At a market I buy a stale bread roll for 3 koruner. I can’t afford a coffee. I eye the orange juice longingly but decide that wasting 20 koruner is probably unwise when I don’t know how long the Western Union transfer will take. I can refill my water bottle at the hostel. I chomp the bread walking through the streets of Prague, feeling like a peasant. Pulling out my iPad to navigate back to the hostel, I run into a girl I am staying with.
“Be careful using your iPad out here. A young guy was robbed by an old gypsy woman right over there a few days ago.”
iPad shoved back into bag. “What?”
“Yeah, she asked if she could suck his dick and then took all of his koruner.”
“What?!”
“Yeah, it was weird,” she said blithely. “Did you find your bag?”
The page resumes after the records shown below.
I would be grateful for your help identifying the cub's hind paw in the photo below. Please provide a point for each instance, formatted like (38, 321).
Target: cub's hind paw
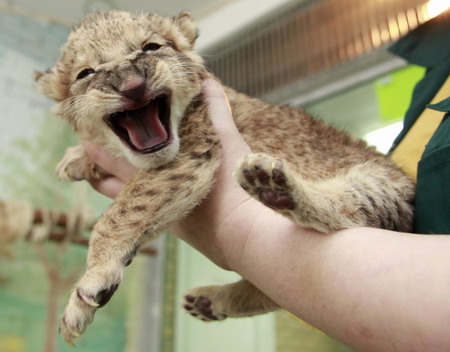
(202, 308)
(266, 179)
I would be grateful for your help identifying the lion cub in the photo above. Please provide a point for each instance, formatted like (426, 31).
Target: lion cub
(132, 84)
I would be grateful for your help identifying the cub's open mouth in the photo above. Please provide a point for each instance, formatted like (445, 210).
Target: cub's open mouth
(145, 129)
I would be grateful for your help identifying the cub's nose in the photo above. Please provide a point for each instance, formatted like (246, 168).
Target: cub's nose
(133, 88)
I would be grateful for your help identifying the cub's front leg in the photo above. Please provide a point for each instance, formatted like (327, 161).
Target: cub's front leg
(146, 207)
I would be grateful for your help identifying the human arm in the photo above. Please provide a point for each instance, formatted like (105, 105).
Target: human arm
(372, 289)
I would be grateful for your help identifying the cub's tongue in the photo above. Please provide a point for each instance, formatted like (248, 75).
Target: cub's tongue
(144, 127)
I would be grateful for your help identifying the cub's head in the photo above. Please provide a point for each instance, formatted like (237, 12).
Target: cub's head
(124, 81)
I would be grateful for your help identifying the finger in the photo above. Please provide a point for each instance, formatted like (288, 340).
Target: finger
(219, 111)
(110, 186)
(117, 167)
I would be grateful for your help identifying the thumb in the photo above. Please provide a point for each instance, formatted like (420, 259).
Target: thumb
(234, 146)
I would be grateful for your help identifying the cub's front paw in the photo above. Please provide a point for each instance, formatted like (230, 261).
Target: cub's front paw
(203, 307)
(267, 180)
(76, 166)
(91, 292)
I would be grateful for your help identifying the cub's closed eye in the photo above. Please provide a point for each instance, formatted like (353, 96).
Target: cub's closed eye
(86, 72)
(151, 47)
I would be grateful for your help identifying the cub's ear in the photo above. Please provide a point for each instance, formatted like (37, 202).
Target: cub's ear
(47, 83)
(187, 26)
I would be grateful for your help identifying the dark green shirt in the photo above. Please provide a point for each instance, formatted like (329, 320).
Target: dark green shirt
(429, 46)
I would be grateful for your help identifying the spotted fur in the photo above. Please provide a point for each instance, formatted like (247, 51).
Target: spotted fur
(308, 171)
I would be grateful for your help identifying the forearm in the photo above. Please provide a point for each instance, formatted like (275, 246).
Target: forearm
(374, 290)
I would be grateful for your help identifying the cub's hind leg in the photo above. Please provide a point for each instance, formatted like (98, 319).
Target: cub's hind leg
(373, 193)
(239, 299)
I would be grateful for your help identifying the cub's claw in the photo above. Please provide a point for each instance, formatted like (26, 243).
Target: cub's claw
(202, 308)
(93, 291)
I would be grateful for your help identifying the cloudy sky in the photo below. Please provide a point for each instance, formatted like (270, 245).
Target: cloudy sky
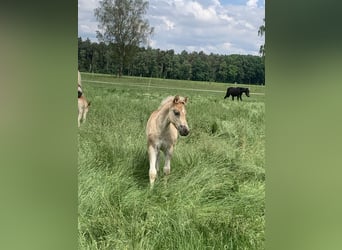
(211, 26)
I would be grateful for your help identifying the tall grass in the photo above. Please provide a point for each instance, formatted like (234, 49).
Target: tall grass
(214, 197)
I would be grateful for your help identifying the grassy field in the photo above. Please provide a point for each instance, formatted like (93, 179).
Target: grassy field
(215, 195)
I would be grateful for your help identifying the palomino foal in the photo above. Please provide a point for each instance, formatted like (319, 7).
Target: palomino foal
(83, 104)
(83, 108)
(162, 132)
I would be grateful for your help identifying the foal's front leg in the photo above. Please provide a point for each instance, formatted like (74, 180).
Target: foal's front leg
(79, 117)
(153, 154)
(168, 155)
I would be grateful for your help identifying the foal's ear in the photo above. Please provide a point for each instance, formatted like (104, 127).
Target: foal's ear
(176, 99)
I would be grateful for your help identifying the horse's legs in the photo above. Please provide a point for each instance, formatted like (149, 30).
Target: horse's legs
(168, 155)
(79, 117)
(153, 155)
(85, 114)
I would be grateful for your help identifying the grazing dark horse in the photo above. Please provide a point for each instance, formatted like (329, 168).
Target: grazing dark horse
(236, 91)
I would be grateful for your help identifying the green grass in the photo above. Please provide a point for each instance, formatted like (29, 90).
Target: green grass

Back at the hostel, I decide to badger MasterCard again. Inexplicably, I burst into tears on the phone. Great, heaving sobs that you can’t speak through. I completely fell apart before a total stranger. I don’t do that. If I have to cry, I hold my shit together- no matter how tenuously- until I’m by myself. Bless the girl for taking pity on my pathetic ass, because she put a rush on the cash.

Loneliness hit me. I sat in my room, flicking through the pages of my friends on Facebook. I missed everyone. I cried. Again. Sook. At that point, I was honestly considering changing the date of my flight and returning early. Travelling alone was hard, confronting, scary. I’d tried and failed. I expected rivers of beers to the symphony of giddy laughter. The reality was vastly different. There have been absolutely jaw dropping experiences, but there has also been some shit times to deal with. Alone. Plus, a run of bad luck was making me homesick.

Shutting Facebook, I pulled myself out of my funk. Come on, CC, you didn’t travel to Prague to cry. Just deal with what you have in front of you one step at a time and it will eventually be solved. One day this will be a funny story.

There is a ray of sunshine in my shit storm. Usually, in hostels, you have to leave a deposit for the key. Money, or your passport. Usually, I leave money and keep my passport in my bag. This time, thanks to my large cab fare, I left my passport at the hostel. My iPod- arguably my most used possession- was left in my room. And, usually I carry large sums of cash to avoid constantly using ATMs but, thanks again to my huge cab fare, I only had about $50AUD in my wallet.

Later that day, after getting paid and eating the most succulent burger ever, I pass a man on the street. He is begging. Prostrate. Before him sits a cap with 3 koruna in it. Crutches lay beside him, and his hands, folded as if in prayer, are shaking. I wonder about the sort of life one must have to spend their days with their forehead touching the dirty ground on the streets of Prague. Here I am, wandering around a beautiful city with my bottom lip protruding, ensconced in my own first world problems. Even if I was robbed, I’m lucky to be here. Things shifted into perspective.

Reaching into my pocket, I pull out the remainder of my dirham koruner coins and toss them into his cap. Not a large sum of money, but it felt right.

I have just booked my hostel for Munich. I’m not going home. I can’t. I don’t give up. Besides, I’m not going to let a thieving Czech send me fleeing back to Australia. Fuck that.